Major Amarante morreu em plena atividade, como diretor do distrito do telégrafo nacional sediado em Santo Antônio do Rio Madeira [cidade extinta em 1945 e incorporada a Porto Velho], uma imensa área que abrangia o território de quase todos os atuais municípios rondonienses.
Dilapidações de lápides têm sido comuns, cometidas, geralmente, por usuários de drogas que infestam as ruas do país. Muitos cemitérios no Brasil são alvos de pessoas que furtam objetos de valor e deixam os jazidos sem as identificações. Ninguém escapa. No Cemitério da Consolação, em São Paulo, por exemplo, “limparam” até o túmulo do ex-presidente da República, Washington Luís.
Além da perda material, a prática causa danos à memória e à história.
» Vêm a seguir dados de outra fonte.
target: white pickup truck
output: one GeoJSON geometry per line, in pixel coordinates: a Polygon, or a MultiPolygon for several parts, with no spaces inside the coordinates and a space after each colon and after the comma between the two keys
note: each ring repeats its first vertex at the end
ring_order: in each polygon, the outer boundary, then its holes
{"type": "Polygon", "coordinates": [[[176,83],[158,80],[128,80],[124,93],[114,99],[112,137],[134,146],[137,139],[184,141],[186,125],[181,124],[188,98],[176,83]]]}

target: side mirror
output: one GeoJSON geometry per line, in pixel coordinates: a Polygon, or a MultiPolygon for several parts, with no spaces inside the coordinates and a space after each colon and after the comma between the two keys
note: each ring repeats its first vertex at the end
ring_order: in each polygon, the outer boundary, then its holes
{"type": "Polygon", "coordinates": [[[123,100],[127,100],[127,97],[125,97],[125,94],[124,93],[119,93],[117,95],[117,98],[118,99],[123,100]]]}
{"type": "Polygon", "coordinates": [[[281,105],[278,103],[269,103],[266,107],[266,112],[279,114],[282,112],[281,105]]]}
Cemitérios são categorizados por muitos historiadores como museus a céu aberto. São fontes de pesquisa. Há, inclusive, apreciadores de arquitetura e de artes tumulares e, por isso, alguns campos santos ao redor do mundo — inclusive no Brasil — dispõem até de guias turísticos.
Vários visitantes do Cemitério dos Inocentes, localizado na região central da capital rondoniense, reclamam do estado de abandono e da falta de segurança do local. Afora os furtos, há muito mato e sujeira.
Na tentativa de se combater o fenômeno dos ataques, o Projeto de Lei 644/22, em trâmite na Câmara dos Deputados, torna crime a violação ou o furto de lápide de túmulo e determina que o infrator repare o dano.
O texto em análise na Câmara altera o Código Penal que, atualmente, tipifica como crime apenas a violação ou a profanação de sepultura ou urna funerária, com pena de reclusão, de um a três anos, e multa. O projeto inclui como sacrilégio a hipótese de furto, bem como a responsabilização econômica.
Mais do que criminalizar, porém, é preciso garantir a segurança das necrópoles. Quem furta as placas não tem muito a perder e precisa até de ajuda do Estado. São “zumbis”. O problema está em quem compra — certamente bem barato — as peças para derreter.
Cemitério das celebridades
No campo santo, foram sepultadas muitas personagens ilustres que contribuíram com a formação desta terra em todas as áreas da sociedade.
Entre elas, estão o poeta Vespasiano Ramos; a cientista alemã Emilie Snethlage; o carnavalesco Manoel Mendonça, o Manelão, fundador da Banda do Vai Quem Quer; o ex-deputado federal Eduardo Valverde; o banqueiro Raymundo Cantuária; o italiano Quinto Trivério, herói de guerra; o famoso médico e memorialista Ary Pinheiro; o jornalista Inácio Castro, defensor contumaz da nacionalização da Estrada de Ferro Madeira-Mamoré; o historiador e ex-deputado estadual Amizael Silva… e muitos outros.